Hypothesis Testing Mechanism:
    1. Formulate the null hypothesis (H0) and alternative hypothesis (H1).
    (Here null hypothesis is a statement of no effect or no difference, 
    while the alternative hypothesis is what you want to prove.)
    2. Choose a significance level (alpha), typically 0.05.
    3. Collect sample data and calculate the test statistic.
    4. Determine the critical value or p-value based on the test statistic.
    5. Compare the test statistic to the critical value or p-value to make a decision.
    6. Draw conclusions about the population based on the results.

Example:
    Suppose we want to test whether a new drug is effective in reducing blood pressure.
    - Null Hypothesis (H0): The drug has no effect on blood pressure.
    - Alternative Hypothesis (H1): The drug reduces blood pressure.
    - We collect sample data, calculate the test statistic, and compare it to the critical value or p-value.
    - If the test statistic exceeds the critical value or the p-value is less than alpha, we reject H0 and conclude that the drug is effective.
'''

In [None]:
'''
p-value:
Definition:
    The p-value is the probability of observing a test statistic at least as extreme as the one calculated from the sample data, 
    assuming that the null hypothesis is true.
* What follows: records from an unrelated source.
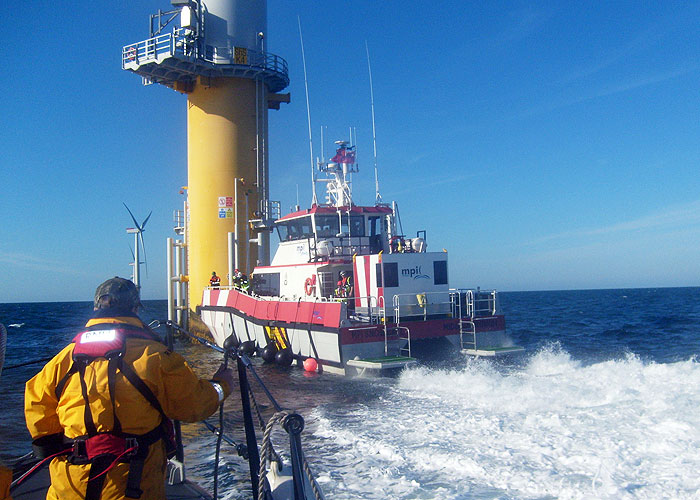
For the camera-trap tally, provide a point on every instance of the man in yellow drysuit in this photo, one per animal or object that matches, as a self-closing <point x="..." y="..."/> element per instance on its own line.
<point x="5" y="480"/>
<point x="120" y="418"/>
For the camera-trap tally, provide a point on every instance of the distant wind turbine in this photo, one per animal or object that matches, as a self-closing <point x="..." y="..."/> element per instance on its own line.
<point x="138" y="237"/>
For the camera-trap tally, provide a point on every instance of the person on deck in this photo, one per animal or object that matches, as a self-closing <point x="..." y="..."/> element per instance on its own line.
<point x="106" y="399"/>
<point x="214" y="281"/>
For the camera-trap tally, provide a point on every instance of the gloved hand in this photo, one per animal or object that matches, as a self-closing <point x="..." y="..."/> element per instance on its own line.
<point x="224" y="375"/>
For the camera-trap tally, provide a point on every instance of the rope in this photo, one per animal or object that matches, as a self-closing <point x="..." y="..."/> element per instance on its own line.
<point x="266" y="451"/>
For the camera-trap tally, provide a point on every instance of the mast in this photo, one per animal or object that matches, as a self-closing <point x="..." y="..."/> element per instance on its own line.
<point x="378" y="197"/>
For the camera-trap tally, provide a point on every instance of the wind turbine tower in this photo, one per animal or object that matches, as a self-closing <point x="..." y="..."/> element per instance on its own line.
<point x="214" y="51"/>
<point x="138" y="240"/>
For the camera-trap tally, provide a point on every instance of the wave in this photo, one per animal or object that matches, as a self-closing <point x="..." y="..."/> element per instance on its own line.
<point x="551" y="427"/>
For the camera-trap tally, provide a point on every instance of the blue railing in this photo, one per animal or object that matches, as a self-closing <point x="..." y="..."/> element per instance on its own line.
<point x="182" y="44"/>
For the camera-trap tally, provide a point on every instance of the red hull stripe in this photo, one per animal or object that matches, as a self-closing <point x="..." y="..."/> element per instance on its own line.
<point x="312" y="313"/>
<point x="430" y="329"/>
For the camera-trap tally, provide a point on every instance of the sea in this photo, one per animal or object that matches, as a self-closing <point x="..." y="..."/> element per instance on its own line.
<point x="603" y="404"/>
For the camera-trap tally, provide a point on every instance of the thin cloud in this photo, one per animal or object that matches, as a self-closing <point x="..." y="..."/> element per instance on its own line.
<point x="611" y="89"/>
<point x="672" y="217"/>
<point x="23" y="261"/>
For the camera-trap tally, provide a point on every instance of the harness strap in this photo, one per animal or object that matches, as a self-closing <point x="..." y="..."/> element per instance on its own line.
<point x="96" y="479"/>
<point x="114" y="362"/>
<point x="141" y="386"/>
<point x="62" y="383"/>
<point x="89" y="422"/>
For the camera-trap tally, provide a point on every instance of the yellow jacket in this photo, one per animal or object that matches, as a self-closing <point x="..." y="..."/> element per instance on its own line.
<point x="182" y="395"/>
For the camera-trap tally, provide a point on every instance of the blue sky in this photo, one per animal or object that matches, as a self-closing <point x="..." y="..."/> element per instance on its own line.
<point x="546" y="145"/>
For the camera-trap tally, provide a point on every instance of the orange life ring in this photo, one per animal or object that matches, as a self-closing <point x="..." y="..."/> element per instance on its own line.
<point x="310" y="285"/>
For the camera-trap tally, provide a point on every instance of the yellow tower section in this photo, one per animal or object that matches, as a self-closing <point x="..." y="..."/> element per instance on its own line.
<point x="222" y="140"/>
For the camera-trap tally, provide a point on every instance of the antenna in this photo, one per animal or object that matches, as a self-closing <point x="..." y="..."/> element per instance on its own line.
<point x="138" y="236"/>
<point x="374" y="131"/>
<point x="314" y="200"/>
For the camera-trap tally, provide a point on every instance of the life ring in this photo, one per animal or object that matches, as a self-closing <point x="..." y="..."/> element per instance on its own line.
<point x="310" y="285"/>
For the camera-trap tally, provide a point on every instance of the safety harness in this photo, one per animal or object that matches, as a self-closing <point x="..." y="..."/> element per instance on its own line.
<point x="102" y="450"/>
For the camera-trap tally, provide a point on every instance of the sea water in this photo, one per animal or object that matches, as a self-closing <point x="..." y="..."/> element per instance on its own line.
<point x="603" y="404"/>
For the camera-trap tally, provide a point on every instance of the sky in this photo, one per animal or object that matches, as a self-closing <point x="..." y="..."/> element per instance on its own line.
<point x="545" y="145"/>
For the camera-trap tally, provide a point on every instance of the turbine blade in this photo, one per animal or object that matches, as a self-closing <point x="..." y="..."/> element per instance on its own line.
<point x="143" y="224"/>
<point x="132" y="217"/>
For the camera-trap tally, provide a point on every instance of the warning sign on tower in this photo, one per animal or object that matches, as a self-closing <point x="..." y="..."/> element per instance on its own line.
<point x="225" y="201"/>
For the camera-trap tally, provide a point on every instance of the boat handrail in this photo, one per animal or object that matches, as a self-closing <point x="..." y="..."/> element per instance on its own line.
<point x="477" y="302"/>
<point x="421" y="304"/>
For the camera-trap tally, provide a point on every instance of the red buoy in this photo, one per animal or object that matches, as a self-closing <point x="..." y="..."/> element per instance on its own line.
<point x="310" y="365"/>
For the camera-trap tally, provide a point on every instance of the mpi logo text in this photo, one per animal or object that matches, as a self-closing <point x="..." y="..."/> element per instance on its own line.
<point x="414" y="272"/>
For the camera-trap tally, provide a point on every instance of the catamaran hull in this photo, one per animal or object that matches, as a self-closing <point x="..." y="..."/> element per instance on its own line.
<point x="314" y="329"/>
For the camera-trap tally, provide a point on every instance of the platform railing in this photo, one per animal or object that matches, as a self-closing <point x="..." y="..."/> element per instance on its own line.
<point x="182" y="43"/>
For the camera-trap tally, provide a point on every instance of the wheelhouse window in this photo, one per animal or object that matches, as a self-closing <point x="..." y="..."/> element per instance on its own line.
<point x="354" y="225"/>
<point x="327" y="226"/>
<point x="391" y="274"/>
<point x="295" y="229"/>
<point x="440" y="272"/>
<point x="266" y="284"/>
<point x="374" y="228"/>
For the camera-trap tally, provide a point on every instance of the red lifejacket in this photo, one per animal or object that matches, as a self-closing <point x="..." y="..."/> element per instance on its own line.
<point x="103" y="449"/>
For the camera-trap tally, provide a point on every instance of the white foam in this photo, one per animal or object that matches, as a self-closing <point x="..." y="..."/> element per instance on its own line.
<point x="555" y="429"/>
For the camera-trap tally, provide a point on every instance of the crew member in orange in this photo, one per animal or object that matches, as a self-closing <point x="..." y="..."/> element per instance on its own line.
<point x="104" y="403"/>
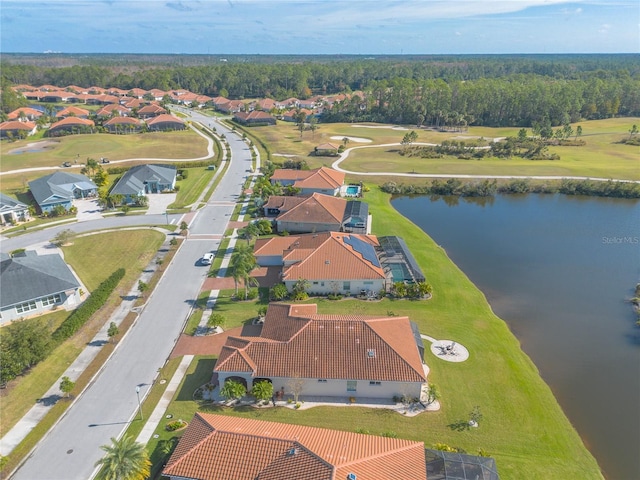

It quantifies the evidence against the null hypothesis.
Mechanism:
    1. Calculate the test statistic from the sample data.
    2. Determine the distribution of the test statistic under the null hypothesis.
    3. Calculate the p-value as the probability of observing a test statistic as extreme or more extreme than the one calculated.
    4. Compare the p-value to the significance level (alpha) to make a decision about the null hypothesis.
Formula:
    p-value = P(T >= t | H0) for a right-tailed test
    p-value = P(T <= t | H0) for a left-tailed test
    p-value = 2 * min(P(T >= t | H0), P(T <= t | H0)) for a two-tailed test
Example:
    Suppose we have a school with students who take a math test.
    - Null Hypothesis (H0): The average score of students is 75.
    - We collect sample data and calculate the test statistic.
    - If we find a p-value of 0.03, it means there is a 3% chance of observing a test statistic as extreme as ours if the null hypothesis is true.
    - If our significance level (alpha) is 0.05, we reject the null hypothesis because 0.03 < 0.05, indicating that the average score is significantly different from 75.

'''

In [2]:
# implement the above example in code p-test
import numpy as np
from scipy import stats
def test_math_scores(scores, null_hypothesis_mean=75, alpha=0.05):
    """
    Perform a one-sample t-test to determine if the average score of students is significantly different from the null hypothesis mean.
    
    Parameters:
    scores (list or np.array): Sample data of student scores.
    null_hypothesis_mean (float): The mean score under the null hypothesis.
    alpha (float): Significance level for the test.
    
    Returns:
    dict: Results of the hypothesis test including test statistic, p-value, and conclusion.
    """
    # Calculate the sample mean and standard deviation
    sample_mean = np.mean(scores)
    sample_std = np.std(scores, ddof=1)  # Sample standard deviation
    n = len(scores)  # Sample size
    
    # Perform the t-test
    t_statistic, p_value = stats.ttest_1samp(scores, null_hypothesis_mean)
    
    # Determine if we reject or fail to reject the null hypothesis
    if p_value < alpha:
        conclusion = "Reject the null hypothesis: The average score is significantly different from 75."
    else:
        conclusion = "Fail to reject the null hypothesis: The average score is not significantly different from 75."
    
    return {
        'sample_mean': sample_mean,
        'sample_std': sample_std,
        't_statistic': t_statistic,
        'p_value': p_value,
        'conclusion': conclusion
    }
# Example usage
scores = [78, 75, 74, 75, 75, 76, 75, 78, 73, 74]
result = test_math_scores(scores)
print("Sample Mean:", result['sample_mean'])
print("Sample Standard Deviation:", result['sample_std'])
print("T-Statistic:", result['t_statistic'])
print("P-Value:", result['p_value'])
print("Conclusion:", result['conclusion'])


Sample Mean: 75.3
Sample Standard Deviation: 1.636391694484477
T-Statistic: 0.5797409637607422
P-Value: 0.5763121535388385
Conclusion: Fail to reject the null hypothesis: The average score is not significantly different from 75.